Connie Miles lived an ordinary life and that’s the value of her diary. It begins in the period of the phoney war, when nothing really seemed to be happening. Mothers & children were being evacuated from London for fear of raids & Connie describes the arrival of the evacuees & the fear that their downstairs flat would be commandeered for the newcomers. Later on, it’s the ARP who threaten to take it over. There is lots of information here about the effects of the war on a small community. Rationing was naturally a huge concern & what was available & how to get hold of it was a constant source of speculation.

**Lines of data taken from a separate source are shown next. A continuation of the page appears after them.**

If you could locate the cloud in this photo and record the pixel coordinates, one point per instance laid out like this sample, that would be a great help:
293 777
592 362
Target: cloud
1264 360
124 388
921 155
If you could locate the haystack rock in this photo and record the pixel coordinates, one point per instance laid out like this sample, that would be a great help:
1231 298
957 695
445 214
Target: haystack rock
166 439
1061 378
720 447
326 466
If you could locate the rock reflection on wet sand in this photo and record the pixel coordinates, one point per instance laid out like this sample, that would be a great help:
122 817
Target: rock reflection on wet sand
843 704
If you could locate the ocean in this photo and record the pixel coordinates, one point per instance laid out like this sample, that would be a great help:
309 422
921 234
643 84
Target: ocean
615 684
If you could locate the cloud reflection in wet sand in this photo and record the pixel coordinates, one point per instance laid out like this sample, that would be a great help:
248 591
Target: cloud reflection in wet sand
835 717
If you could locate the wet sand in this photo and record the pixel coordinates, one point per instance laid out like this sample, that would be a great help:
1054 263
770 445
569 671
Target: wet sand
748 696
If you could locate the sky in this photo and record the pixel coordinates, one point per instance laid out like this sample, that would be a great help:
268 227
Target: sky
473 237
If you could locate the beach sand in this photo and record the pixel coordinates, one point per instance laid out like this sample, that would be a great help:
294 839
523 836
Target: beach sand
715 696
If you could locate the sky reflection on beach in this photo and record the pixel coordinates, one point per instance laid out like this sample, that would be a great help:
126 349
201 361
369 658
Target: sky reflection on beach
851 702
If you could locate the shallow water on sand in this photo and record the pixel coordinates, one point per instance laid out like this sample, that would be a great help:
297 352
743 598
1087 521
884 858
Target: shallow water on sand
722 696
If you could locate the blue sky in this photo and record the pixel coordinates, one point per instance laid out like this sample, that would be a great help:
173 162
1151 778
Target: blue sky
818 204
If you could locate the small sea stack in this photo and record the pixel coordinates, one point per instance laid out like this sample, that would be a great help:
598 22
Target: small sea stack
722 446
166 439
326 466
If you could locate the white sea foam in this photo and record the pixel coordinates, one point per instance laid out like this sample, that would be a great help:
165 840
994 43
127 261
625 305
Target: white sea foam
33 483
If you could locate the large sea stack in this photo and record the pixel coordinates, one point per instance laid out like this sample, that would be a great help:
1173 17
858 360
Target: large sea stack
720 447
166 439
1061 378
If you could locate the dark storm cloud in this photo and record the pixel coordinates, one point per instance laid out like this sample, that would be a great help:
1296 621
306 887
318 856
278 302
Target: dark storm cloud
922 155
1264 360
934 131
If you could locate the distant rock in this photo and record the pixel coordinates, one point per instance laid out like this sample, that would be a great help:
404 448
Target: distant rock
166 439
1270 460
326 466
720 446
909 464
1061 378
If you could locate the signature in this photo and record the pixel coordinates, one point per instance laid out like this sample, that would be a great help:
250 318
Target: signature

The fishman was very scornful when I asked if he had any fish below one and sixpence a pound today. Cod was two shillings a pound. Imagine being in his power! It was take it or leave it, and you’re damned lucky if you secure a piece of anything. Finally I got enough for one person for one-and-fourpence, fresh haddock, and also a little bit of cat’s fish as a tremendous favour.
February 8, 1940
Robin wanted to be doing something for the war effort but all his offers to help in training the Home Guard were rejected. He was constantly frustrated that his efforts to teach (when they were accepted) were met by apathy by his students. Robin’s tart comments are an expression of his frustration but he was obviously annoyed by what he saw as the lackadaisical attitude of many on the Home Front who weren’t taking the possibility of invasion very seriously.
Connie’s son, Harry, was invalided out of the Army due to ankylosing spondylitis ( a bone disease) & eventually went out to Rhodesia to work on his uncle’s tobacco farm. Basil was a doctor & joined the Royal Army Medical Corps. He was badly wounded in North Africa at El Alamein but survived to return home. Connie also had friends in London & in the US whose letters kept her up to date with events far away. One of her friends was Barbara Bowers, better known as Barbara Euphan Todd,who wrote the Worzel Gummidge books & Miss Ranskill Comes Home, reprinted by Persephone. Another close friend, May Browne (later Sinclair), worked for the BBC.
As always, the interest I have in reading diaries of the Home Front is in the juxtaposition of everyday life & the big events of politics & war. Connie’s diary is fascinating reading and although my favourite WWII diarists are still Vere Hodgson with her optimism & poor nervy Nella Last with her impossible husband & endless contriving with food, Connie’s diary is full of gems like this that portray life as it was during those years.
I was aghast at being asked on the telephone this morning to become Billeting Officer – I am considering it; as there are 8-900 children in the village it would be no sinecure.
Went to London. Coming down in a crowded carriage with two men standing, a Canadian soldier turned on his small wireless set and the whole packed carriage listened gravely to a fairy story from the Children’s Hour about Grimalkin. So English were we, we made no sort of response or comment, or thanked the Canadian. But I suspect we all enjoyed it, jogging through snow-covered fields. Returned much elated, and gave Robin the gift of an apricot tart. Tried not to think about Malaya and the increasing danger there.